In particular, if every KDE application is statically linked to Qt, then when KDE application A's time slice ends, whatever parts of A's copy of Qt are in cache will be invalidated with the result that if B wants one of those parts it will have to fetch it from it's own copy of Qt in memory whereas if A and B shared a copy of Qt, the fetch from memory could be avoided.

Has anybody actually measured it in the last decades?

I don't know.

But we know that Intel and AMD design their CPUs to go as fast as possible on the operating systems people actually use (Windows, Macos, Linux) all of which use dynamic linking. Plan 9 is the only OS I know of that does not support dynamic linking (and Plan 9 simply does not have large libraries -- they have what they call services instead, which are similar to souped-up Unix daemons).
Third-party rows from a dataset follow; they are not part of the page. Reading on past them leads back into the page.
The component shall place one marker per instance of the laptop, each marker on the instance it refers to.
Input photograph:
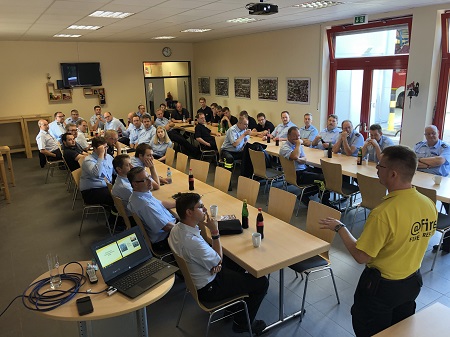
(126, 263)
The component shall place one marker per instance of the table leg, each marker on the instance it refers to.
(141, 317)
(85, 328)
(281, 318)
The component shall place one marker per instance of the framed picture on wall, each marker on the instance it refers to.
(268, 88)
(298, 90)
(242, 87)
(221, 86)
(204, 86)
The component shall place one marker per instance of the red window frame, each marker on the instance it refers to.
(367, 64)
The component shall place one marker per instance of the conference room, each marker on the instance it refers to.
(297, 51)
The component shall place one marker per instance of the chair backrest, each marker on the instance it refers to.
(182, 161)
(259, 163)
(429, 192)
(222, 179)
(77, 176)
(317, 211)
(248, 189)
(219, 143)
(281, 204)
(200, 169)
(289, 170)
(170, 156)
(121, 210)
(372, 192)
(332, 172)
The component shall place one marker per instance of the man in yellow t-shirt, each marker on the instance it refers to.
(392, 245)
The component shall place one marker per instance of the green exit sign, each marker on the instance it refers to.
(360, 19)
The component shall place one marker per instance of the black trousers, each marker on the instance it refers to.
(233, 280)
(380, 303)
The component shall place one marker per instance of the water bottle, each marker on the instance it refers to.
(191, 180)
(260, 223)
(169, 176)
(244, 214)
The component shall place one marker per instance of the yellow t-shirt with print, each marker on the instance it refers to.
(397, 232)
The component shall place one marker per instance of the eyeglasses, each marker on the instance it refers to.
(141, 181)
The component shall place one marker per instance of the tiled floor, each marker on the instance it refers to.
(40, 220)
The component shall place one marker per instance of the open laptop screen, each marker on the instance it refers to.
(120, 253)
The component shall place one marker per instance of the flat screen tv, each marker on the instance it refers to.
(81, 74)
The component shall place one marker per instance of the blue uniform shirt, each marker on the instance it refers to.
(442, 149)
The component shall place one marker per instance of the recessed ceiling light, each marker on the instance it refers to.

Linux and Windows in turn are designed to run as fast as possible on Intel and AMD hardware.

After a few iterations of this sort of mutual evolution, it starts to become very unlikely that a change as big as switching a bunch of big libraries from being dynamically linked to being statically linked would actually improve performance because lots of optimizations have been made to squeeze a few percentage points of performance out of the existing system (which includes the practice of shipping most large libraries as shared libraries), and typically those optimizations stop working if there are large changes in the system.

You are implying that, for any given shared library, you can classify it as "clearly security-critical" or "clearly not security-critical".

Patching security flaws only works against adversaries who are out of the loop on zero-day vulnerabilities. Script kiddies, not organized crime or intelligence agencies.

http://xahlee.info/UnixResource_dir/_/ldpath.html

> The original Macintosh software had applications which were one file... UNIX/Linux never got this organized.

In Unix, you link at install time. A lot of pain results from well meaning people importing concepts from other systems and doing it badly.